The bad news: It was a dead end. After sprinting a hundred yards, they ran into an enormous boulder that completely blocked their path. Behind, the sounds of dragging footsteps and heavy breathing echoed down the corridor. Something definitely not human was on their tail.

“Tyson,” Percy said, “can you—”

“Yes!” He slammed his shoulder against the rock so hard the whole tunnel shook. Dust trickled from the stone ceiling.

“Hurry!” Grover said. “Don’t bring the roof down, but hurry!”

The boulder finally gave way with a horrible grinding noise. Tyson pushed it into a small room and they dashed through behind it.

“Close the entrance!”

They all got on the other side of the boulder and pushed. Whatever was chasing them wailed in frustration as the rock was back into place and sealed the corridor.

“We trapped it,” Percy said.

“Or we might have just trapped ourselves,” Elora said.

They were in a twenty foot square cement room and the opposite wall was covered with metal bars.

They'd tunneled straight into a cell.

“What in Hades?” Annabeth tugged on the bars. They didn’t budge. Through the bars they could see rows of cells in a ring around a dark courtyard—at least three stories of metal doors and metal catwalks.

“A prison,” Percy said. “Maybe Tyson can break—”

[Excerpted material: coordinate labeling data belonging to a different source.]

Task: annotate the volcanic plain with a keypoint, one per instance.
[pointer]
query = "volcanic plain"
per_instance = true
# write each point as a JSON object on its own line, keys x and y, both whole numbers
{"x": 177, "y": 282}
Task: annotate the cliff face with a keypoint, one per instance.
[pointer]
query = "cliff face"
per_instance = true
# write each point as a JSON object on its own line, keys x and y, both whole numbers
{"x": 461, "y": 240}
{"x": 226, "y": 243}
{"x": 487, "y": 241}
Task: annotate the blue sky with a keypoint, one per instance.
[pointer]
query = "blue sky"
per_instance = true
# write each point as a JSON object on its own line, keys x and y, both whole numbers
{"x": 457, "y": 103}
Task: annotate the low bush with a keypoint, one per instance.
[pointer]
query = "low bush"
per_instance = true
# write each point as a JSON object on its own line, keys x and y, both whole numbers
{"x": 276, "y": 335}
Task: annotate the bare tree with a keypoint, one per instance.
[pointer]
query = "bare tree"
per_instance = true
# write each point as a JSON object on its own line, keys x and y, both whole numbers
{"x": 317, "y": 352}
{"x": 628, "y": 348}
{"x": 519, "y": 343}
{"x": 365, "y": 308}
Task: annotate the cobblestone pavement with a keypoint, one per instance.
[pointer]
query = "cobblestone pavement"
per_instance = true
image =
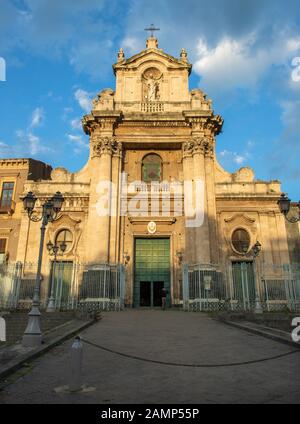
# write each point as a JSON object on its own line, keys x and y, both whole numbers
{"x": 170, "y": 336}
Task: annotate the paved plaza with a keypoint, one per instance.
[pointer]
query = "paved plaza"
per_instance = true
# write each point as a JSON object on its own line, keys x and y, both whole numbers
{"x": 171, "y": 337}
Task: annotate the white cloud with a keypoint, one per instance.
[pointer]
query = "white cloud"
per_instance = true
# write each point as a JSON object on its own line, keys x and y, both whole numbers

“Shh,” said Grover. “Listen.”

Somewhere above them, deep sobbing echoed through the building. There was another sound, too—a raspy voice muttering something. The words were strange.

“What’s that language?”

Tyson’s eye widened. “Can’t be.”
“What?”

Tyson grabbed two bars on their cell door and bent them wide enough for even a Cyclops to slip through.

“Wait!” Grover called.

But Tyson wasn’t about to wait. They ran after him. The prison was dark, only a few dim fluorescent lights flickering above.

“I know this place,” Annabeth told me. “This is Alcatraz.”

“The island near San Francisco?” Elora asked.

She nodded. “My school took a field trip here. It’s like a museum.”

“Freeze,” Grover warned.

But Tyson kept going. Grover grabbed his arm and pulled him back with all his strength.

“Stop, Tyson!” he whispered. “Can’t you see it?”

She looked where he was pointing. On the second floor balcony, across the courtyard, was a monster more horrible than anything she'd ever seen before.

The monster was sort of like a centaur, with a woman’s body from the waist up. Instead of a horse’s lower body, it had the body of a dragon—really long, black and scaly with enormous claws and a barbed tail. Her legs looked like they were tangled in vines, but then as she observed more closely, she realized they were sprouting snakes, hundreds of vipers darting around.

Yikes.

The woman’s hair was also made of snakes, like Medusa’s. The weird thing is, the part where the woman's body met the dragon part, her skin bubbled and morphed, occasionally producing the  heads of animals. A wolf, a bear, a lion.